Mudanças na formação
De acordo com pesquisa do Instituto de Pesquisa Econômica Aplicada (Ipea), considerando dados de 48 profissões de todo o país, a medicina é a carreira que oferece o maior salário médio (R$ 6.940,12) e a maior taxa de ocupação (91,8% dos profissionais estão trabalhando), além de cobertura previdenciária, pública ou privada, para 90,7% dos trabalhadores.
A procura pela medicina é grande, mas, pelos cálculos do Ministério da Saúde, o Brasil, se comparado a países como Portugal e Espanha, tem metade das vagas para formação de médicos do que deveria.
"O Brasil oferece, anualmente, 17 mil vagas nas escolas de medicina para uma população de 190 milhões.
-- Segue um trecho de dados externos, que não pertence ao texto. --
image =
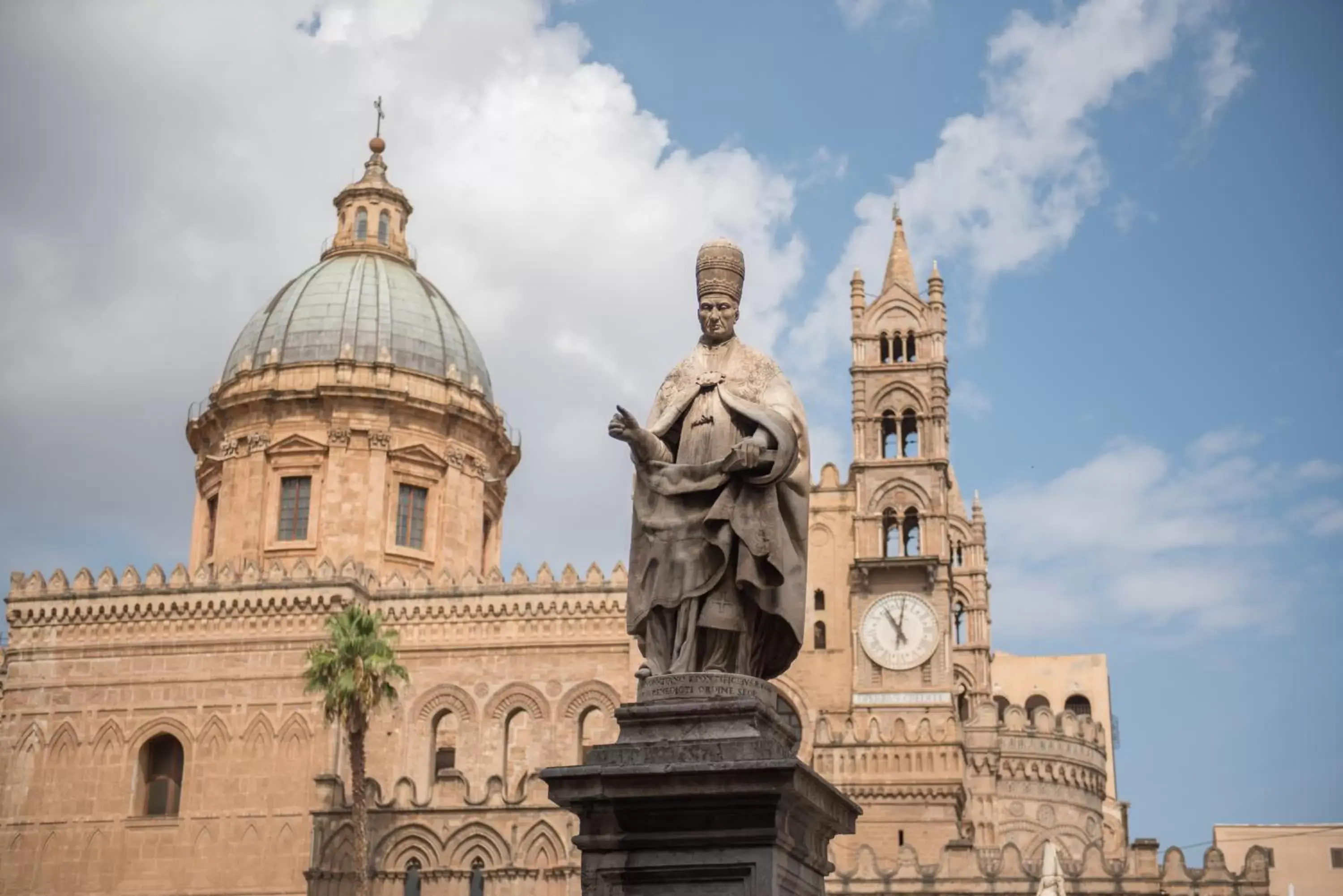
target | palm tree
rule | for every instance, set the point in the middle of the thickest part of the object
(355, 671)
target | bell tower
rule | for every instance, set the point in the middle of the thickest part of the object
(918, 592)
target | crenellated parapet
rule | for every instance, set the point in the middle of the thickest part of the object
(877, 761)
(963, 870)
(1039, 777)
(292, 598)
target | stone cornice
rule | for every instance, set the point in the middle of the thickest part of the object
(301, 592)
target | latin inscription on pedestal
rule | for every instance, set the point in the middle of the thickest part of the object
(700, 686)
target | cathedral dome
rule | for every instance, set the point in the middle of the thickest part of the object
(366, 308)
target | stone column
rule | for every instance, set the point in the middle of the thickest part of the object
(703, 793)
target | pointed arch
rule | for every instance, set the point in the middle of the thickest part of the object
(109, 742)
(899, 395)
(293, 735)
(519, 696)
(477, 840)
(403, 844)
(890, 435)
(203, 841)
(163, 725)
(444, 698)
(339, 847)
(590, 694)
(214, 738)
(542, 847)
(899, 494)
(31, 741)
(65, 745)
(260, 735)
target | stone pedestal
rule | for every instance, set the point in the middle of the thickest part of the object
(703, 793)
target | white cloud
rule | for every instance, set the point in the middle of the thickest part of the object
(1012, 184)
(969, 398)
(1319, 469)
(170, 190)
(906, 13)
(1134, 537)
(1322, 518)
(1223, 73)
(1221, 442)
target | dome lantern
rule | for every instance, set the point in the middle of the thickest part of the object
(371, 213)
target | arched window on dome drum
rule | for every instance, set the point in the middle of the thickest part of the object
(211, 518)
(160, 776)
(477, 886)
(910, 529)
(595, 729)
(445, 743)
(890, 534)
(908, 434)
(410, 516)
(295, 498)
(890, 435)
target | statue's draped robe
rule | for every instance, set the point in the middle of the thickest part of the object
(719, 553)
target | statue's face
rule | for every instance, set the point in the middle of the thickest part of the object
(718, 317)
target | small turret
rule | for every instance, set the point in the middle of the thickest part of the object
(935, 285)
(857, 296)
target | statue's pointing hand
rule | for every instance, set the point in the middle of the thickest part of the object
(625, 427)
(622, 426)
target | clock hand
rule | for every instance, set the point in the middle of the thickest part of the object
(900, 632)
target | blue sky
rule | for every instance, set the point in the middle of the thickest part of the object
(1145, 336)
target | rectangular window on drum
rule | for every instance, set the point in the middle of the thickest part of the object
(295, 496)
(410, 516)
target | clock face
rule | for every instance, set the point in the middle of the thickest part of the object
(899, 631)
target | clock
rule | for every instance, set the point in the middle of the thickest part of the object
(899, 631)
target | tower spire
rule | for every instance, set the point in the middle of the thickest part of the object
(900, 268)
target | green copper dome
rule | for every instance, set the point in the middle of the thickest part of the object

A Espanha tem 7 mil vagas por ano, para uma população de 46 milhões, e Portugal tem 1700 vagas para uma população de 13 milhões", diz Mozart Sales.
A meta do Executivo é criar mais de 11 mil vagas em universidades públicas e privadas até 2017, com enfoque para as regiões pobres. Segundo o governo, o número de vagas para ingresso nos cursos de medicina cresceu de 7.800 (1993) para 16.852 (2011) e a razão entre o número de inscritos por vaga passou de 25,5 para 41,3 no mesmo período. Ou seja, na medicina o aumento da oferta de formação foi acompanhado pela demanda correspondente. E ainda não existe nenhum sinal de que haverá saturação nos próximos anos.
Além de aumentar a oferta de vagas nas escolas públicas de formação de médicos, o governo resolveu estender a duração do curso, adicionando dois anos de residência em saúde da família, com atuação da rede do SUS no local de formação, uma vez que muitos médicos fazem residência nos grandes centros, onde a presença deles é menos necessária.
O Conselho Federal de Medicina também discorda desta medida. Diz que, na prática, estudantes já fazem isso no 5° e no 6° anos de curso. Entidades médicas vêm acusando o governo de "explorar mão de obra" ao obrigar recém-formados a atuarem por dois anos no SUS.
"Defendemos que futuros médicos passem pelo SUS, sob supervisão de professores, desde 2001. Mas aumentar o curso em dois anos é absurdo. Basta abrir vagas e concursos para postos de saúde da família no SUS", diz Roberto Luiz D'Avila, presidente do Conselho, insistindo para que o governo federal volte a contratar profissionais.
A Organização das Nações Unidas (ONU) emitiu uma nota esta semana dizendo que apoia o programa Mais Médicos. "Para a Organização, são corretas as medidas de levar médicos, em curto prazo, para comunidades afastadas e de criar, em médio prazo, novas faculdades de medicina e ampliar a matrícula de estudantes de regiões mais deficientes, assim como o numero de residências médicas".
Entenda o 'Mais Médicos'
- Profissionais receberão bolsa de R$ 10 mil, mais ajuda de custo, e farão especialização em atenção básica durante os três anos do programa.
- As vagas serão oferecidas prioritariamente a médicos brasileiros, interessados em atuar nas regiões onde faltam profissionais.
- No caso do não preenchimento de todas as vagas, o Brasil aceitará candidaturas de estrangeiros.
- O médico estrangeiro que vier ao Brasil deverá atuar na região indicada previamente pelo governo federal, seguindo a demanda dos municípios.
- Criação de 11,5 mil novas vagas de Medicina em universidades federais e 12 mil de residência em todo o país, além da inclusão de um ciclo de dois anos na graduação em que os estudantes atuarão no Sistema Único de Saúde (SUS).